Can you identify the single biggest threat to your site's metrics? The answer might surprise you.
I am sure you are aware of the vast amount of junk email flooding the web these days. No matter how good your junk email filter systems are, I'm sure a certain amount gets through. If you have really tough protection, you probably find the occasional genuine email gets caught in the net and junked as well. We all know that the people who generate this stuff are the lowest form of pond life, often with criminal backgrounds or connections.
What I have been discovering lately is that these people are also subverting our web analytics systems. In some cases their activities are distorting web stats so badly as to completely invalidate some metrics. Worse still, there is absolutely nothing we can do about it.
Do you send junk email?
Many people are sending out junk email without realizing it. Web server administrators are fighting a desperate battle with junk emailers, a battle I think they're losing. The issue is not about keeping junk email from getting to you. The issue is about stopping junk emailers from using your server to send their junk.

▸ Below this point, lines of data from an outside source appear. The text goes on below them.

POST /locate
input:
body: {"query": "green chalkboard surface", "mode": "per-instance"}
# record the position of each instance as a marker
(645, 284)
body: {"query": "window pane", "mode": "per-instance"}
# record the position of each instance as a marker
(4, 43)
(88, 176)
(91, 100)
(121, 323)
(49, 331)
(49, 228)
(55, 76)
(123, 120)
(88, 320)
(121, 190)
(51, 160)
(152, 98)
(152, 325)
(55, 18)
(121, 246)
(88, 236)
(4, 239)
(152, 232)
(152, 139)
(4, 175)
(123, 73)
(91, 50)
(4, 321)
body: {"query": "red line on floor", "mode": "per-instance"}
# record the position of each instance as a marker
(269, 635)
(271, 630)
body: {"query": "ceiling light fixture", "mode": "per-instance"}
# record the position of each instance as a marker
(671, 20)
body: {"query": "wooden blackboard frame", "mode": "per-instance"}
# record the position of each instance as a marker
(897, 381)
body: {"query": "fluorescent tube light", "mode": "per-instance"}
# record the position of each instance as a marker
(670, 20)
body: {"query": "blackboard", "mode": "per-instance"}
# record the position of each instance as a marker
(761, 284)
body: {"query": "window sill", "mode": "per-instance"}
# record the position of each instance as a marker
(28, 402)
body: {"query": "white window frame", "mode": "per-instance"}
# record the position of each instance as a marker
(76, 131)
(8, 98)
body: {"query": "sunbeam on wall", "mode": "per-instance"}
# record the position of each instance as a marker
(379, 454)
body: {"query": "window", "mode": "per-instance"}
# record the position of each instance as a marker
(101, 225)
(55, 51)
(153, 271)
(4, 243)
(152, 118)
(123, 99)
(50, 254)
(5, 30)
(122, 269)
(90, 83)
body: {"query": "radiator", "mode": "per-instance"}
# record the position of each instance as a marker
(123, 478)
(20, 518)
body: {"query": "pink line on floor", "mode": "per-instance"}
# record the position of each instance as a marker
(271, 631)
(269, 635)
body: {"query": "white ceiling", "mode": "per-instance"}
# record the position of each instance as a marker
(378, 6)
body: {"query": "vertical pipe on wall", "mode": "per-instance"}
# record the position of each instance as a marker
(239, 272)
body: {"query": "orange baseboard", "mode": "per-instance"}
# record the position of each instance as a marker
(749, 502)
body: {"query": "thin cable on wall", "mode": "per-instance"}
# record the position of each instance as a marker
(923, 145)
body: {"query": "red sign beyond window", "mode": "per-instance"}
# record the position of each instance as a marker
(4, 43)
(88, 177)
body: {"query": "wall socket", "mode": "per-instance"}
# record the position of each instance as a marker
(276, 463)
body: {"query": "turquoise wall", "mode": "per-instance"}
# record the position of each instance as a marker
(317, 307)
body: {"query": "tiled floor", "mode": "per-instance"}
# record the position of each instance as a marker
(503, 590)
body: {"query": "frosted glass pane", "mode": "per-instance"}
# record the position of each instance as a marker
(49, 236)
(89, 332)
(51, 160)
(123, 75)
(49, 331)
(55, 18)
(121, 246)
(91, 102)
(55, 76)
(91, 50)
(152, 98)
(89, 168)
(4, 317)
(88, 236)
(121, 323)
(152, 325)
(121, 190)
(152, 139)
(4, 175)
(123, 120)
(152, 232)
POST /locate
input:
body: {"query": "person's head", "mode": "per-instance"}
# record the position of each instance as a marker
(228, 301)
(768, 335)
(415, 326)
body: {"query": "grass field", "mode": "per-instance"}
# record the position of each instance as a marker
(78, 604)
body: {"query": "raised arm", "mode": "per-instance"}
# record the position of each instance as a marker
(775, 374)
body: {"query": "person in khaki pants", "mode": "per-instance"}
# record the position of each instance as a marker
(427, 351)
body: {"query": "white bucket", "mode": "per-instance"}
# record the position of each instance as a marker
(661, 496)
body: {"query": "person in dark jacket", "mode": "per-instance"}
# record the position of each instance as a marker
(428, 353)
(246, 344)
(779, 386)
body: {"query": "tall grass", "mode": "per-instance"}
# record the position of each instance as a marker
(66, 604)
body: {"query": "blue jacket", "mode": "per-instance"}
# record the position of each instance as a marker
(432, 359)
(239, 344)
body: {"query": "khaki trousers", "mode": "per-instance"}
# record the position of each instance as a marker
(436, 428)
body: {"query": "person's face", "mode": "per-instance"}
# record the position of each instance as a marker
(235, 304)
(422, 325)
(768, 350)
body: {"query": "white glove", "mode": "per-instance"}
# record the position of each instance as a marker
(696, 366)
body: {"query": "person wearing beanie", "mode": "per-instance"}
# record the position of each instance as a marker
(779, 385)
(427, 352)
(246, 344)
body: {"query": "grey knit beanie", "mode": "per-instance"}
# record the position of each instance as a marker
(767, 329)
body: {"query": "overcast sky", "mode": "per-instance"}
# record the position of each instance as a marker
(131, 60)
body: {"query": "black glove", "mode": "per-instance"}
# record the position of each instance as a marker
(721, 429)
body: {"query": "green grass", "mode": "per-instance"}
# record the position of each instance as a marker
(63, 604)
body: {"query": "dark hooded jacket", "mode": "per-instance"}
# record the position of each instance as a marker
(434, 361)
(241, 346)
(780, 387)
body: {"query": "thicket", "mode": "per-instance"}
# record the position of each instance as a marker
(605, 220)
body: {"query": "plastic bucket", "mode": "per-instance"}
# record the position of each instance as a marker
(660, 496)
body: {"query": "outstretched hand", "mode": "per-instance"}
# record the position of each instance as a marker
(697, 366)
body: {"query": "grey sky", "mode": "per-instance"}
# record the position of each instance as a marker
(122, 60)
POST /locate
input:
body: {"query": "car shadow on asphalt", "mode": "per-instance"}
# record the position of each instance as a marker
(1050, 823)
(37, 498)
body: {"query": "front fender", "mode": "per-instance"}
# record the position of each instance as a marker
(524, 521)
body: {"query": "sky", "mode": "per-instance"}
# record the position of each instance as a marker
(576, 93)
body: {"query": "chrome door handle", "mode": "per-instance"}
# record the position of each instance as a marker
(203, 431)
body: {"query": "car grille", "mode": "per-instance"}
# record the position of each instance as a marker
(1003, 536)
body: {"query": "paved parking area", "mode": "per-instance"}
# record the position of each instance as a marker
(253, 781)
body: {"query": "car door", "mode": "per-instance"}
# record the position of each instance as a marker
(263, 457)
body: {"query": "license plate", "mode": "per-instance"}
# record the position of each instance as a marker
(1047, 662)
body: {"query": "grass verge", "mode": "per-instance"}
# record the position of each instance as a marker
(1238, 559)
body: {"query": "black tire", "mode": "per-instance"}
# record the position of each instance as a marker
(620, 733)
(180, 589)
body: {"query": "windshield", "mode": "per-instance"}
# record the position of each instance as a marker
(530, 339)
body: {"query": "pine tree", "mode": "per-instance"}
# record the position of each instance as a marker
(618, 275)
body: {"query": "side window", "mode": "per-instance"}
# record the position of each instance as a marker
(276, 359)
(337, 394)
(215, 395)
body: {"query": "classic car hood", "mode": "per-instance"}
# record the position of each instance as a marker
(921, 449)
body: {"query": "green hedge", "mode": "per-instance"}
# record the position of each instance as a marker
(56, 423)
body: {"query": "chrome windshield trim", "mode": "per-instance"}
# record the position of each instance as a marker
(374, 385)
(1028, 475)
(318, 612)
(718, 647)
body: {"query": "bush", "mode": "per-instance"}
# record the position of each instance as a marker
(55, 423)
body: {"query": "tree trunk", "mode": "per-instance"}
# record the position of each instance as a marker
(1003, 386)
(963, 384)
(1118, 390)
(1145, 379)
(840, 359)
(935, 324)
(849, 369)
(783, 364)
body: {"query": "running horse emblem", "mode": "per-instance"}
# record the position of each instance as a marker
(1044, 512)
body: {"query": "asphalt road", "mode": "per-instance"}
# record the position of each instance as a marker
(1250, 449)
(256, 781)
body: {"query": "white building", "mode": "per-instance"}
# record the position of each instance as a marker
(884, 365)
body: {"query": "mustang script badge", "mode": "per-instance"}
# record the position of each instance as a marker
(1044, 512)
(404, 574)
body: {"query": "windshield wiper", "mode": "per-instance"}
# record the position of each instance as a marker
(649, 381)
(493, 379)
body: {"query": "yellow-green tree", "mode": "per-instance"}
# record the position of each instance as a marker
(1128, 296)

When junk email first appeared it came from the sender's own computers. The defense was therefore to block all email coming from those machines. Most junk email defense systems contain lists of blocked IP addresses and domain names, called "filter lists," which are updated frequently.
The obvious way around this is to keep getting new computers from which to send your junk email. However, this is not so easy. Junk email works on a thin margin, and constantly finding new computers is costly both in time and labor. In addition, most hosting companies are not all that keen to provide services for junk emailers. Hosting companies learned some years ago that if they don't prevent junk emailers from using their servers, their entire network ends up on the filter lists, and none of their customers can send out email. ISPs have a tendency to close access to junk emailers for the same reason.
Since all junk emailers are amoral at best, and often just plain criminal, their solution was simple: take over someone else's web server and use that to send out the junk email. This has been the focus of much activity for the last few years. The junk emailers use software to automatically probe large numbers of web servers for vulnerabilities at rapid speed.
If they find one that they can subvert, then their systems will start pouring junk email through it as fast as possible until they get caught. If they don't get caught and stopped quickly they sell this information to other junk emailers so those people can use the same machine.
There is a constant war now underway on the web. It involves junk emailers trying to subvert web servers and network administrators trying to stop them. I have been involved in defending my own servers and those of my clients from a number of attacks. I consider this a monumental waste of my time, but it has been educational.
From what I can see the junk emailers are winning. Web servers are complex machines, and the range of potential vulnerabilities is huge. In addition, you need to be a real expert to lock down a server with any real degree of security, and such experts are rare and extremely expensive. The skills required are well beyond the scope of even a senior technician in the average hosting company. This is such a complex and fast-moving area it is unreasonable to expect your typical .php or .net developer to have even the vaguest comprehension of how to build really secure web sites.
As a result, the general body of knowledge in the online developer community does not give more than cursory consideration to what constitutes best practice when it comes to web security.
Many companies never realize they are sending junk email until they find they can't send legitimate email out or that their servers are clogged with unsent junk emails.